Parsing date and time specifications
Simon Marlow
simonmar@microsoft.com
Fri, 20 Dec 2002 13:32:49 -0000
> I was probably a bit quick on the trigger there. Sorry!
>=20
> It't been a while since I tried using CalendarTime and friends; I did
> have some difficulty making things fit, and eventually gave up the
> whole thing. My impression (which may well be a wrong one) was that
> others also had trouble adapting the library to their uses, too, and
> that the Time library was one of the less successful ones.
That may well be true, and I've heard others suggest that the library is
inconvenient. I'm trying to get at whether that is due to current bugs
in the implementation, or whether the design is fundamentally broken.
> Looking at it now, possible criticisms could arise from the data types
> containing redundancy and non-uniqueness: e.g. one can easily
> construct non-consistent CalendarTimes,
Ok, I don't consider that to be a problem. The toClockTime operation
should fail if the CalendarTime is inconsistent. Non-uniqueness isn't a
problem: you can convert to a ClockTime which is unique. I think of the
CalendarTime as a slightly more tractable representation of a date/time
string; lots of date strings don't make sense either (eg. "31
February").
> and there are multiple ways
> to represent the same interval as TimeDiff -- in fact, two TimeDiffs
> may or may not be equal, depending on what CalendarTime they apply
> to. (The 'deriving' of Eq makes this a moot point, perhaps, but
> seems to make equality rather non-intuitive)
I think this is the wrong way to look at it: two TimeDiffs should be
equal if and only if all their components are respectively equal (i.e.
the deriving Eq meaning).
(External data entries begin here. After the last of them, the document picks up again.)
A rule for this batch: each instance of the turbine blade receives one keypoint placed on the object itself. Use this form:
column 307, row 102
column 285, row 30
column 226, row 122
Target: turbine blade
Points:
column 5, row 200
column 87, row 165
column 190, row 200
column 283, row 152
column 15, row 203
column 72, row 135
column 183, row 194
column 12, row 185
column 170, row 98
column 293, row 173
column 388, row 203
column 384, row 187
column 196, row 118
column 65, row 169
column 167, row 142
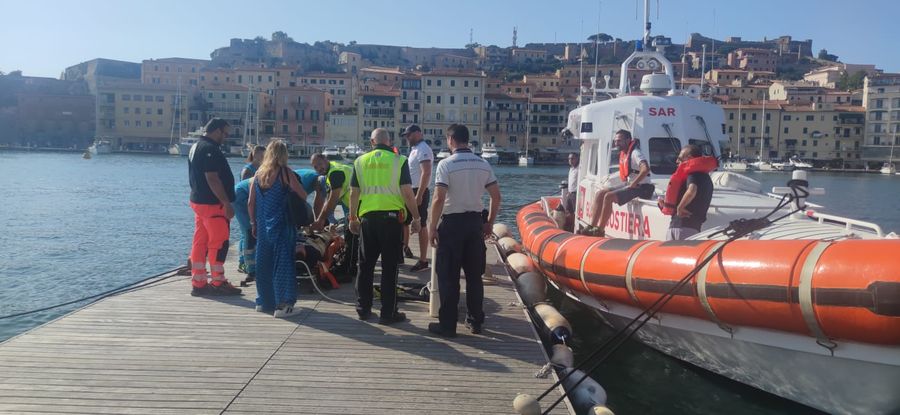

This is different from saying that "the
effect of adding this TimeDiff is the same as adding this other
TimeDiff", which depends entirely on what you're adding it to. So this
cannot lead to a sensible meaning for Eq on TimeDiff.
Ah - I've just realised one problem with the design. If you have a
TimeDiff with multiple non-zero components (eg. one hour and one
second), then the order in which you add them makes a difference, and
this order isn't specified by the spec. That's probably why TimeExts
has only single-unit differences.
And another thing: it should be specified that diffClockTimes gives a
TimeDiff in units of seconds & picoseconds, because these are the only
forms of TimeDiff that have the same meaning independent of what
ClockTime they are added to.
> It seems that TimeDiffs perform two functions; deltas for ClockTimes
> (in the functions) and intervals of calendar times (specification of
> the data type), and I'm not sure it's a good idea to mix those.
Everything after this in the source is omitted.